The above concerns were but a portion of the anxieties ricocheting off each other in David's mind as the Geo careened through the 417 highway underpass and sped through a yellow light. Pressed against his seat and clutching the passenger door handle in a death grip, he stole a look at Richard, who was grinning from ear to ear and enthusiastically bobbing his head to the Rolling Stones' "Street Fighting Man."

"I'll shout and scream, I'll kill the king, I'll rail at all his serrrrrvaaaannntts," he intoned, drumming on the steering wheel in beat with the song. When the final repetition of the chorus kicked in he cast a glance in David's direction, the lyrics dying on his lips and his brow furrowing as he caught sight of his friend's borderline-terrified expression. "You all right, man?"

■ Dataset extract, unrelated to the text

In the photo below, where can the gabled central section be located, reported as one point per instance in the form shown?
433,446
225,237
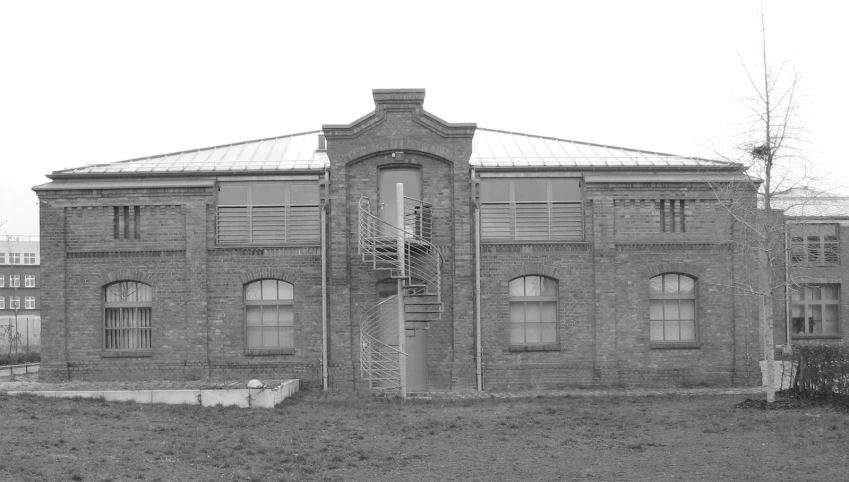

"Please slow down," Richard murmured, now eyeing a public works truck and imagining a variety of scenarios involving the term 'pancaking.'

"I'm going to be blunt: your near-constant state of panic is really harshing my groove," Richard confessed, his features emoting what resembled, and probably was, sincerity.

"Do people still say that? I know it sounds petty but I like to think idioms have evolved since the mid-70s."

"Hey, fuck you, man!" he said, hurt. "Criticize my lifestyle all you want but I like to talk five minutes without you going all Leonard Maltin on my vocabulary."

David shrugged half-heartedly and said, "Forgive me. My fear of dying in a speeding car wreck tends to bring out the pettier aspects of my personality."

"Oh, come on. What doesn't bring out your petty-bitch? You saw me barely five seconds this morning before telling me to screw off." Richard paused to turned down the car stereo so he wouldn't have to shout. "Bitch at me all you want for my taste for the powder--"

"'Taste for the powder'? Is that even a proper phrase?" David interjected with a muffled tone.

"--bitch at me all you want, but at least save it for something that matters instead of erupting every time I lift a finger. I swear, sometimes you're like a ticking time bomb of impotent rage."

David took advantage of Richard's lessened assault on the gas pedal and pried himself away from his seat back. "Excuse me, I didn't invite myself over to your place for an overnight stay. I didn't bring a drug dealer's stash of cocaine along for the ride. And most importantly, I'm not playing it off like it isn't any big thing." He sighed and gave into g-forces again. "And let it be known how much of a favour I'm doing you by not telling Alex--not now, not ever."

"Excommunication from the Merrick household? Fuck me, I didn't even have to tear up a picture of the Popeohshit." Richard slammed on the brakes, throwing Richard nearly two feet forward in his seat and turning several loose items from the hoarder's nirvana that was the Geo's back seat into low-flying projectiles. The car stopped a metre short of the public works truck, leaving both men shaken and nearly speechless.

Richard, as was to be expected, was the first to speak. "Huh, look at that. We nearly died."

"I swear to Christ, being within ten feet of you is tantamount to courting death," David murmured, shaken.

"I'm rather proud of me, too," Richard replied, popping a stick of gum into his mouth as he pulled off to the side of the road to collect himself. That accomplished, he sighed and looked around the mess that constituted the interior of his car. "Where we going someplace?"

"Grocery store," David breathed.

Richard cocked an eyebrow. "There's a grocery store around here?"

"Three blocks ago, actually. I'd be more pissed at you missing the turn except I'm too distracted by our recent near-death experience." He exhaled and grabbed a stick of Richard's gum. "That and I don't think I told you where we were going in the first place. I figure my getting pissed would be a dick move at this point."

Richard nodded. "You're learning well," he said, and with David turned his attention to the cars passing them by.